TileDB-Inc / TileDB-VCF

Efficient variant-call data storage and retrieval library using the TileDB storage library.
https://tiledb-inc.github.io/TileDB-VCF/
MIT License
87 stars 14 forks source link

using AES encryption #739

Closed lynnjo closed 2 months ago

lynnjo commented 3 months ago

Your documentation has a brief section discussing encryption using AES-256 in GCM mode (https://docs.tiledb.com/main/background/internal-mechanics/encryption). Is there an example or documentation on how this would be setup for tiledb?

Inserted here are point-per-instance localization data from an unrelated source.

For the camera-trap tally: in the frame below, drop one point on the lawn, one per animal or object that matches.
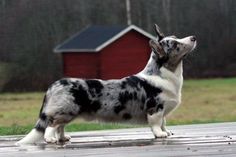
(204, 101)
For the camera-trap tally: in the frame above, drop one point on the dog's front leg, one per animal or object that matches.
(155, 121)
(163, 127)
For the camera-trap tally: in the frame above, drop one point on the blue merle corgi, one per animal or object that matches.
(147, 97)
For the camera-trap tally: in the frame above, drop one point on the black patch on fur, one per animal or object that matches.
(43, 116)
(133, 82)
(64, 82)
(119, 108)
(95, 87)
(126, 116)
(162, 60)
(151, 103)
(81, 98)
(143, 99)
(135, 95)
(124, 97)
(160, 107)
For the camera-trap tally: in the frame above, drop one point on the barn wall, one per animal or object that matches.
(126, 56)
(83, 65)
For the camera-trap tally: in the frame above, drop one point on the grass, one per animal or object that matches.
(204, 101)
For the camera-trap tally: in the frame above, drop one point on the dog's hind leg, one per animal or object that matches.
(60, 135)
(155, 121)
(50, 134)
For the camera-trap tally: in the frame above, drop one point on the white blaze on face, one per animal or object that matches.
(188, 43)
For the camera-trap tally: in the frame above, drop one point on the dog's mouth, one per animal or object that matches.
(192, 49)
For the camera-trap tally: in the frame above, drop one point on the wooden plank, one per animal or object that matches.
(189, 140)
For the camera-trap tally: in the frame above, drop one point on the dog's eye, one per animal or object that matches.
(175, 45)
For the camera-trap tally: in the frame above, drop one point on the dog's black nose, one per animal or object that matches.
(193, 38)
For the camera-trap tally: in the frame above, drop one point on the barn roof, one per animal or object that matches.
(95, 38)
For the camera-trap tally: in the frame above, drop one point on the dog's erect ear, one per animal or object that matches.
(156, 48)
(160, 35)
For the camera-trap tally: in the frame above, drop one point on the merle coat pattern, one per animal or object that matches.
(147, 97)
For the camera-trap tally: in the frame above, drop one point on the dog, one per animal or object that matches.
(146, 97)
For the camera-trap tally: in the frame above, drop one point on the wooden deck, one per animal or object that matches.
(189, 140)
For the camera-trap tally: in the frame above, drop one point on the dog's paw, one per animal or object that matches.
(66, 138)
(50, 140)
(160, 134)
(169, 133)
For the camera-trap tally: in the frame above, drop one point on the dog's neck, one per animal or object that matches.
(155, 67)
(152, 67)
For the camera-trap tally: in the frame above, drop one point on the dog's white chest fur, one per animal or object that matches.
(171, 85)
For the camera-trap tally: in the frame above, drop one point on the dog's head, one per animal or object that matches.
(170, 50)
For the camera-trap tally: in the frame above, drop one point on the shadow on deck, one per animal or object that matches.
(218, 139)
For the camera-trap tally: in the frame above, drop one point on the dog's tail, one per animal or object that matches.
(37, 133)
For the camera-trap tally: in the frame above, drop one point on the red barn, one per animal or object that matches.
(105, 52)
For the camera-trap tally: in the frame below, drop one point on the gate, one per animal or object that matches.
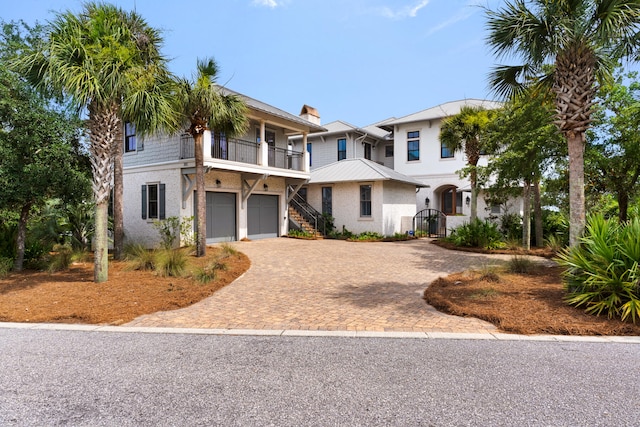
(430, 223)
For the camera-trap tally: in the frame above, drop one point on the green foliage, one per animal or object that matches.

Thank you

gspowley commented 3 months ago

Hi @lynnjo,

Here's a python example of creating a TileDB-VCF dataset with AES-256 GCM encryption.

import tiledbvcf

ds_uri = "vcf.tdb"

config = {
    "sm.encryption_type": "AES_256_GCM",
    "sm.encryption_key":"0123456789abcdef0123456789abcdef" # 32 bytes required
}

ds = tiledbvcf.Dataset(ds_uri, mode="w", tiledb_config=config)
ds.create_dataset()

When reading an encrypted dataset, a config with the encryption key must be provided.

import tiledbvcf

ds_uri = "vcf.tdb"

config = {
    "sm.encryption_type": "AES_256_GCM",
    "sm.encryption_key":"0123456789abcdef0123456789abcdef" # 32 bytes required
}

ds = tiledbvcf.Dataset(ds_uri, tiledb_config=config)
print(f"Found {len(ds.samples())} samples")

The following --tiledb-config option provides the same functionality with the TileDB-VCF CLI.

--tiledb-config sm.encryption_type=AES_256_GCM,sm.encryption_key=0123456789abcdef0123456789abcdef
lynnjo commented 3 months ago

Thank you !